Lorsque nous avons commencé à développer HAL, nous voulions qu’il soit utile non seulement pour des personnes valides, mais aussi pour des personnes handicapées, en particulier tous ces gens frappés de paralysie partielle suite à une attaque cérébrale ou dont la moelle épinière a été endommagée dans un accident. Nous voulions en fait créer un système susceptible d’améliorer graduellement les performances physiques d’une personne, et ce, quelles que soient ses conditions physiques de départ. Loin de nous l’idée d’un appareil standardisé : le mécanisme devait pouvoir être adapté exactement aux besoins d’un individu spécifique.

Le robot portable HAL peut venir en aide aux individus souffrant de handicaps physiques, ou bien qui doivent mener à bien de durs travaux. Il pourrait aussi se montrer fort utile, par exemple, dans des opérations de sauvetage.

HAL attire aussi l’attention des médecins et physiothérapeutes qui ont besoin de mieux connaître la manière dont le corps se déplace afin de mettre au point des exercices de rééducation plus efficaces. Or ce genre d’information peut être trouvé en étudiant la force musculaire exercée par une personne portant HAL. Leur espoir est que HAL va permettre d’accélérer la rééducation, aider les personnes handicapées à vivre de façon indépendante, et apporter aussi de l’aide aux personnes chargées de les soigner.

Agé de 48 ans, le professeur Sankai Yoshiyuki est tellement occupé qu’il ne dort une nuit complète que deux ou trois fois par an. « Développer un nouveau domaine demande des trésors de passion et d’espoir. La recherche peut être longue, mais ce n’est jamais une corvée. »

(Photo : Sakai Nobuhiko)

Développement d’un robot bionique

Pour développer le prototype HAL en un robot vraiment utilisable, nous avions besoin de fonds, et qui dit fonds dit projet commercial. Nous savions que nos recherches et développements devaient produire des résultats tels que l’utilisateur final soit convaincu des avantages de notre recherche fondamentale, de manière à porter HAL à un niveau supérieur.

Plusieurs centaines de représentants de grandes entreprises japonaises et étrangères que nous avons contactés ont assisté à des démonstrations, ou nous ont rendu visite pour en savoir plus. Nous recevons aussi beaucoup de demandes émanant d’organisations de personnes handicapées, voire d’individus désirant acquérir HAL ou tout au moins s’en servir. Mais HAL, en tant que système robotique entièrement nouveau, n’est encore couvert par aucune règle d’usage ou législation, et c’est pourquoi aucune compagnie ne s’est finalement proposée de le commercialiser.

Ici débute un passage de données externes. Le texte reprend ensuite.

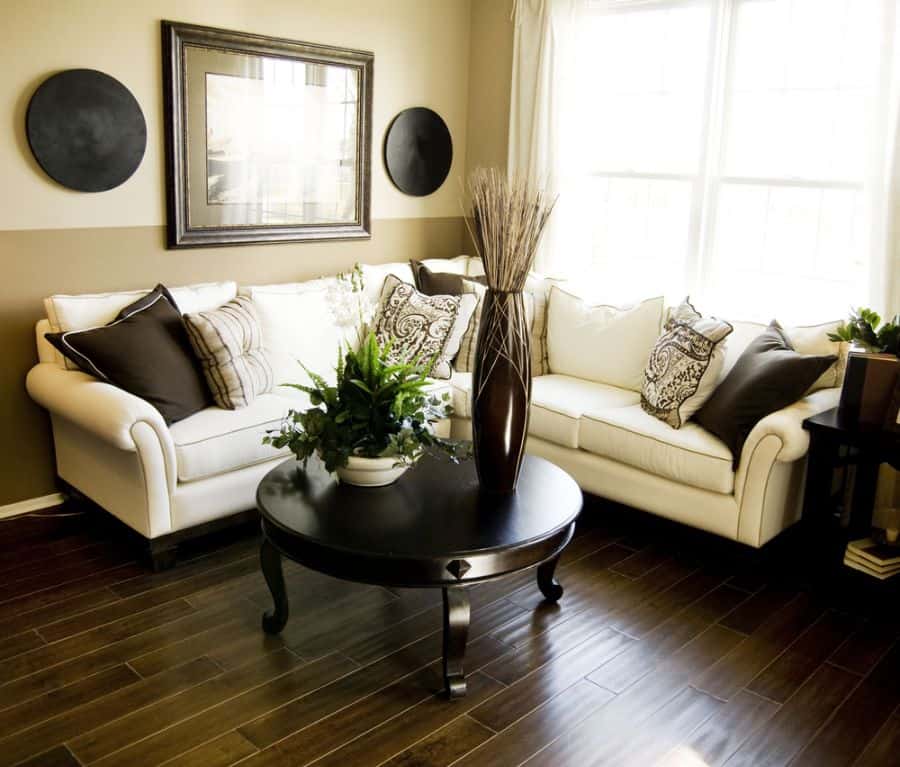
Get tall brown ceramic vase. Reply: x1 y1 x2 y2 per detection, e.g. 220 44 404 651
471 289 532 494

Cela étant, nous avons décidé de monter notre propre projet commercial au sein de l’université, une première à l’époque. Fondée en juin 2004, notre entreprise, CYBER- DYNE Inc., navigue à présent toutes voiles dehors et entretient l’espoir de devenir très vite une compagnie de classe mondiale, en obtenant des résultats en recherches fondamentales le plus vite possible et en démontrant ces résultats au plus grand nombre.

La cybernique peut assister le corps humain de multiples façons, pas uniquement sous forme d’un exosquelette comme HAL. La cybernique recèle des trésors d’idées novatrices qui peuvent se réaliser grâce à toujours plus de recherches et développement. Un simple exemple : le cœur artificiel.

En conclusion, je voudrais insister sur un refus du recours à la robotique à des fins militaires. Quand j’étais enfant, j’ai dévoré le livre I, Robot écrit par le célèbre auteur de science-fiction Isaac Asimov. C’est ce livre qui m’a donné envie de fabriquer des robots quand je serais grand ! Le roman présente les Trois Lois de la robotique, la première étant « un robot ne doit pas porter atteinte à un être humain ». La technologie devrait avoir pour but d’accroître la sécurité des gens en les protégeant. L’usage de la robotique dans un but militaire est vraiment regrettable. Dès le début de la recherche fondamentale, scientifiques et chercheurs devraient établir un plan des opérations et des garde-fous adéquats pour s’assurer que la technologie qu’ils vont créer ne servira jamais à porter atteinte à quiconque. Un code éthique basé sur cet idéal est vraiment indispensable.

Je me souviens avoir écrit dans un essai, alors que je n’étais encore qu’un élève de primaire : « Si la science est employée pour faire le mal, alors c’est là une chose vraiment effrayante ». L’âge venu, je ne pense pas autrement.